Duties: Manage the companies’ HPC Slurm clusters, scheduling and configuration. Deploy Prometheus and Grafana Metrics for real-time monitoring. Manage Python/Pandas and kdb/q data analysis for reporting to stakeholders and management efficiency of code, use of hardware. Deploy bespoke plugins in C to improve features for users. Deal with support issues within user code and optimize workloads for hardware. Optimize Nvidia GPU configuration for multi-node machine learning models.

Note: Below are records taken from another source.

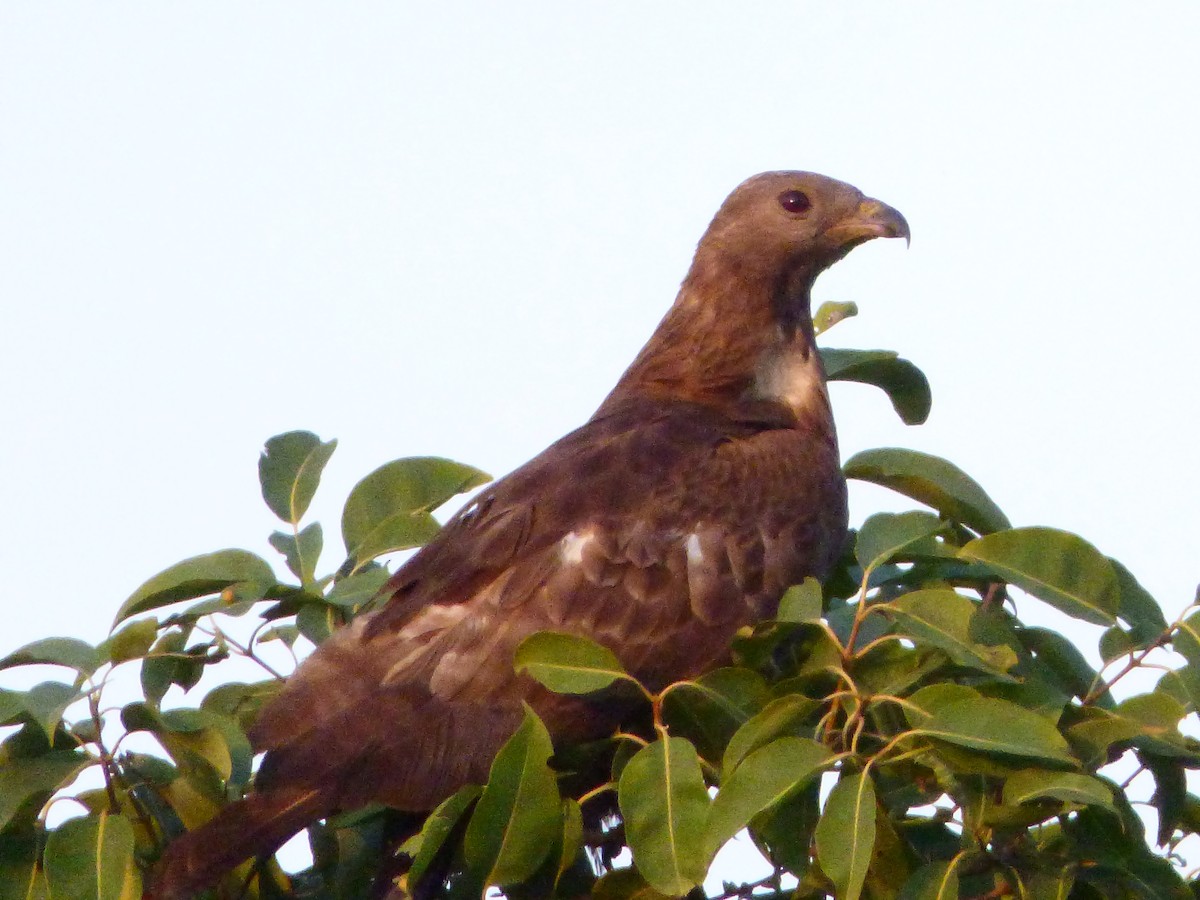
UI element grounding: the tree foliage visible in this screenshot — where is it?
[0,307,1200,900]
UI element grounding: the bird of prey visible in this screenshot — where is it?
[150,172,908,900]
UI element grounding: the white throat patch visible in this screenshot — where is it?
[754,338,827,415]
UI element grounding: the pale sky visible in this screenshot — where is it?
[0,0,1200,873]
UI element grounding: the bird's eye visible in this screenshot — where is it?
[779,191,812,212]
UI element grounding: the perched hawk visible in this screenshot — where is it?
[151,172,908,899]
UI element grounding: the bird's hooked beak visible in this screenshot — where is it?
[826,197,912,251]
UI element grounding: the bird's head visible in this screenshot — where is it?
[697,172,910,284]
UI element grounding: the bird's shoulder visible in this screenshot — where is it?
[370,398,811,634]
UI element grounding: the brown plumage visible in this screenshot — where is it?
[145,172,908,899]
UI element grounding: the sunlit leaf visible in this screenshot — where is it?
[46,814,142,900]
[880,588,1016,674]
[463,708,562,884]
[514,631,629,694]
[617,738,709,896]
[100,617,158,664]
[662,666,770,761]
[342,456,491,563]
[775,576,822,622]
[959,528,1121,625]
[706,737,833,858]
[721,694,823,775]
[914,697,1079,767]
[854,512,942,569]
[0,637,101,676]
[821,347,934,425]
[116,550,275,622]
[269,522,324,586]
[0,750,94,842]
[1003,769,1116,815]
[258,431,337,524]
[816,772,875,900]
[402,785,482,884]
[812,300,858,335]
[842,448,1010,534]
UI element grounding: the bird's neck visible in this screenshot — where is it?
[596,257,829,420]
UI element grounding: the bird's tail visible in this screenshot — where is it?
[143,787,330,900]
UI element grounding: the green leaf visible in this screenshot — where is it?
[821,347,934,425]
[812,300,858,335]
[0,832,50,900]
[617,738,709,896]
[1109,557,1166,647]
[896,860,959,900]
[342,456,491,563]
[114,550,275,624]
[816,772,875,900]
[775,575,822,622]
[514,631,632,694]
[46,812,142,900]
[1016,628,1114,707]
[258,431,337,524]
[268,522,324,587]
[325,565,391,610]
[662,666,770,760]
[721,694,823,778]
[1004,769,1116,815]
[913,692,1079,767]
[880,588,1018,674]
[463,707,562,884]
[842,448,1012,534]
[22,682,84,745]
[854,512,942,570]
[98,617,158,665]
[0,750,92,829]
[959,528,1121,625]
[0,637,101,676]
[706,737,833,868]
[590,869,673,900]
[402,785,482,884]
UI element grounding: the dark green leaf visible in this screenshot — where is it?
[402,785,482,884]
[775,576,821,622]
[325,565,391,610]
[0,637,101,676]
[617,738,709,896]
[816,772,875,900]
[854,512,942,570]
[1109,557,1166,647]
[706,737,833,868]
[913,692,1079,767]
[258,431,337,524]
[896,862,959,900]
[269,522,324,586]
[1004,769,1116,815]
[0,750,92,829]
[1016,628,1114,707]
[514,631,631,694]
[721,694,823,778]
[880,588,1016,674]
[116,550,275,622]
[101,617,158,664]
[46,814,142,900]
[959,528,1121,625]
[821,347,934,425]
[842,448,1010,534]
[590,869,673,900]
[662,666,769,761]
[342,456,491,563]
[463,708,562,884]
[22,682,84,744]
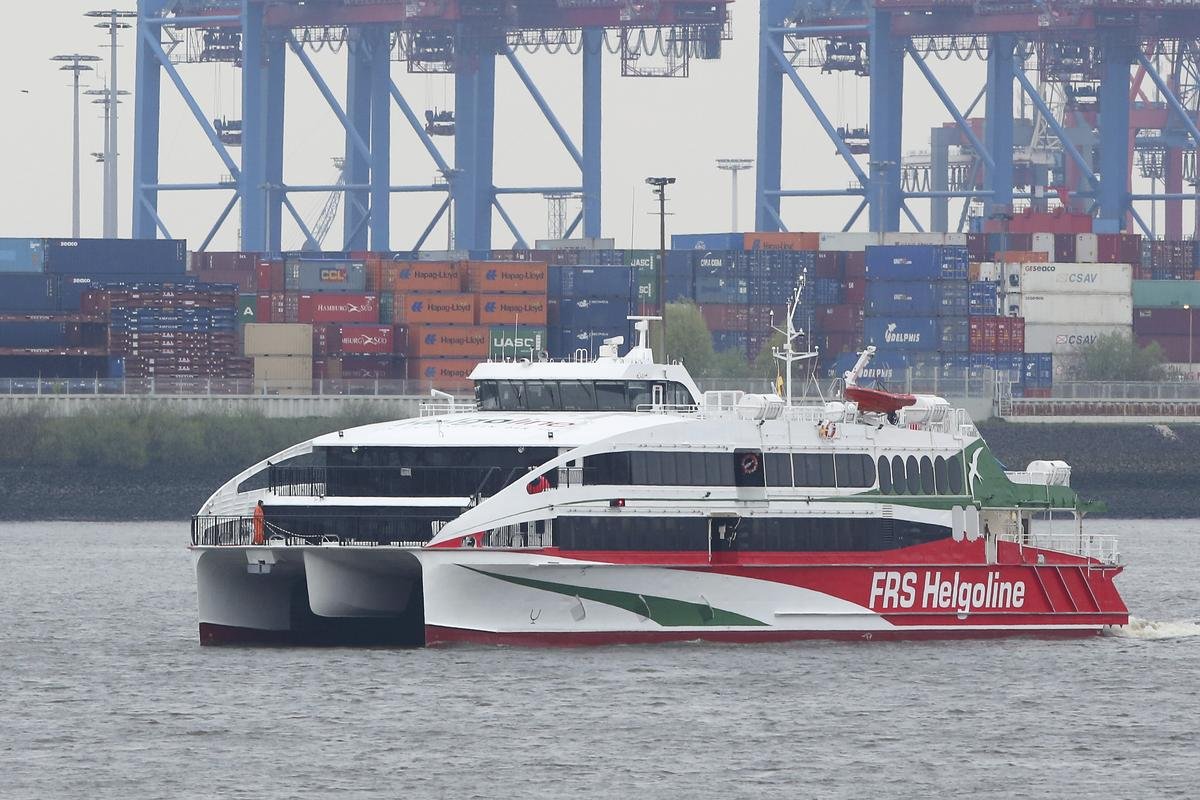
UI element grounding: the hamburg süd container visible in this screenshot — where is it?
[1020,291,1133,325]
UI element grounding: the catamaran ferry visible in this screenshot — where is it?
[191,318,1128,645]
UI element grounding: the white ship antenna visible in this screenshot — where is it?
[842,344,875,386]
[770,270,820,405]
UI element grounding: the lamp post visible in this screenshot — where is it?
[50,53,100,239]
[716,158,754,234]
[646,178,674,363]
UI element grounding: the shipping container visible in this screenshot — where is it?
[242,323,312,356]
[1020,263,1133,295]
[1020,291,1133,325]
[742,231,821,251]
[394,294,475,325]
[474,294,552,325]
[283,260,367,294]
[1025,321,1133,354]
[487,325,550,360]
[864,317,940,351]
[671,234,745,251]
[408,359,479,389]
[462,261,547,295]
[1128,281,1200,308]
[46,239,187,276]
[0,237,46,272]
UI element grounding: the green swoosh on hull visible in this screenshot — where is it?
[463,566,767,627]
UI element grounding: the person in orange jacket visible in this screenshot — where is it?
[251,500,266,545]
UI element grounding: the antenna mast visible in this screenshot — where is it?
[770,270,820,405]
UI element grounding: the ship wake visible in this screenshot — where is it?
[1106,616,1200,639]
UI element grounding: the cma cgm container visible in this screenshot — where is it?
[0,239,46,272]
[283,261,367,294]
[866,245,968,281]
[396,325,488,359]
[864,317,941,351]
[1020,261,1133,295]
[46,239,187,276]
[1020,293,1133,325]
[394,294,475,325]
[487,325,547,359]
[474,294,552,325]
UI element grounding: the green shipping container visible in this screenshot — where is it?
[238,294,258,325]
[487,325,546,359]
[1133,281,1200,308]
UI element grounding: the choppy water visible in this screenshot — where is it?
[0,522,1200,800]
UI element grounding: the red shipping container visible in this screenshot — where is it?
[336,325,395,355]
[408,359,479,387]
[462,261,547,295]
[396,325,490,359]
[392,294,475,325]
[396,261,462,294]
[297,291,379,323]
[474,294,546,325]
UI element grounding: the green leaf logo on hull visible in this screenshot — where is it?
[463,566,767,627]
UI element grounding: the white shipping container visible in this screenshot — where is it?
[1020,291,1133,325]
[1021,263,1133,296]
[1025,323,1133,355]
[1030,234,1054,261]
[817,231,883,253]
[1080,234,1100,264]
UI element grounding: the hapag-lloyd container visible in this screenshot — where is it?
[396,325,488,359]
[474,294,549,325]
[487,325,548,359]
[297,294,376,323]
[283,261,367,293]
[864,317,941,351]
[336,325,395,355]
[394,294,475,325]
[1025,321,1133,354]
[1020,291,1133,325]
[1020,262,1133,295]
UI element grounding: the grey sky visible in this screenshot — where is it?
[0,0,1012,248]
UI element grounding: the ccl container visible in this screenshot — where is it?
[394,294,475,325]
[866,245,968,281]
[1133,308,1200,336]
[1025,321,1133,355]
[473,294,549,325]
[462,261,547,295]
[0,237,46,272]
[830,353,908,389]
[863,317,941,351]
[283,260,367,294]
[487,325,548,360]
[408,359,479,386]
[551,266,634,300]
[671,234,745,251]
[1020,262,1133,295]
[1132,281,1200,308]
[335,324,395,355]
[396,325,488,359]
[46,239,187,276]
[1021,291,1133,325]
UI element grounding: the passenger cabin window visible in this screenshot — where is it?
[475,380,696,411]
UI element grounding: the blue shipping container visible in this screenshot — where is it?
[551,265,634,300]
[0,239,46,272]
[864,317,940,353]
[866,245,970,281]
[0,272,59,312]
[46,239,187,276]
[671,234,745,249]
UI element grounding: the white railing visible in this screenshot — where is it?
[1000,533,1121,565]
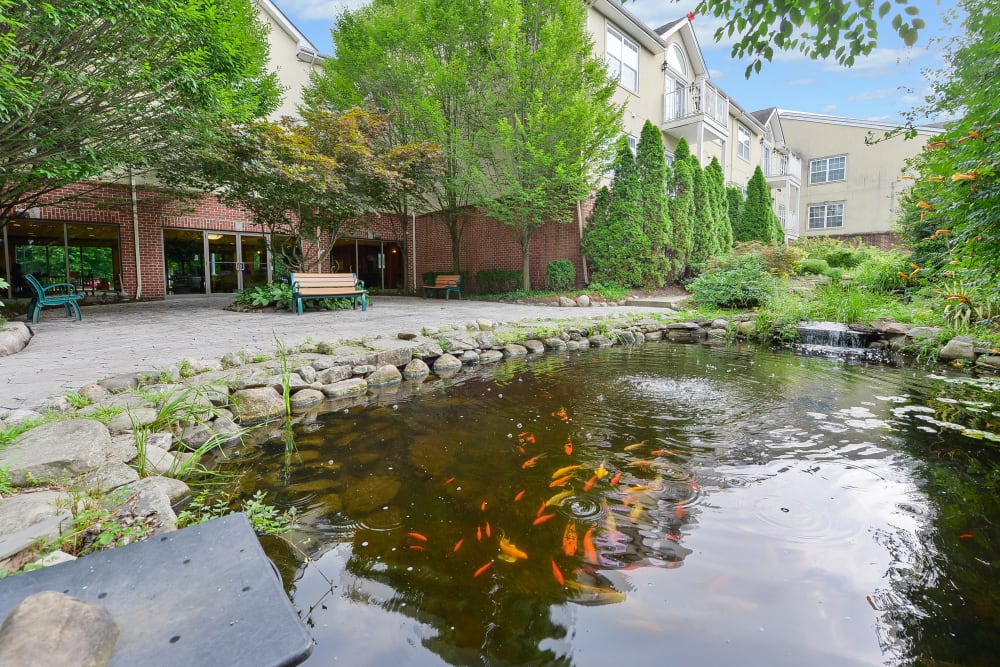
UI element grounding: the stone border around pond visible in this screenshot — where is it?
[0,313,1000,571]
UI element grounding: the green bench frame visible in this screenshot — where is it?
[424,273,462,299]
[24,273,84,324]
[291,273,368,315]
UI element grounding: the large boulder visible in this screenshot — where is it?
[232,387,285,425]
[0,591,120,667]
[0,419,111,486]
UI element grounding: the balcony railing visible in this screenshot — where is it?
[663,81,729,128]
[761,153,802,178]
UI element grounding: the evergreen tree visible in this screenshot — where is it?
[705,158,733,255]
[733,167,785,243]
[685,155,717,271]
[636,120,671,287]
[582,137,653,287]
[726,185,743,247]
[670,146,695,280]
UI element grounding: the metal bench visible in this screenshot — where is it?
[24,273,83,324]
[424,274,462,299]
[291,273,368,315]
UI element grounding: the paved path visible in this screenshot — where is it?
[0,295,662,409]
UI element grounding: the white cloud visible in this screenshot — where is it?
[847,88,899,102]
[274,0,368,21]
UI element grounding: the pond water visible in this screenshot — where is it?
[219,343,1000,667]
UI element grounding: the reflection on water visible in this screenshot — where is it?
[225,344,1000,666]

Requirements: Must have a minimum of a Master’s degree or foreign equivalent in any STEM (Science, Technology, Engineering, or Math) field of study and 2 years of experience as a HPC Engineer, Systems Engineer/Specialist, Site Reliability Engineer, or related position for an investment/asset management organization. Will also accept a Bachelor’s degree or foreign equivalent in the above disciplines and 5 years of progressive, post-baccalaureate experience as stated above. Must have at least two (2) years of employment experience with each of the following required skills: Deploying Slurm Clusters and optimizing scheduling of high throughput workloads; Debugging system problems and optimizing kernels in Linux; Data analysis in Python – Pandas; Working with Nvidia GPUs, optimizing workloads for hardware and networking stacks; Using KDB/Q for data analysis and debugging user workflows; Live monitoring of clusters using Prometheus and Grafana.
Salary / Rate Minimum/yr: $200,000
Salary / Rate Maximum/yr: $250000
40 hours/week. The minimum and maximum salary/rate information above include only base salary or base hourly rate. It does not include any other type of compensation or benefits that may be available. Squarepoint is an EEO/AA employer.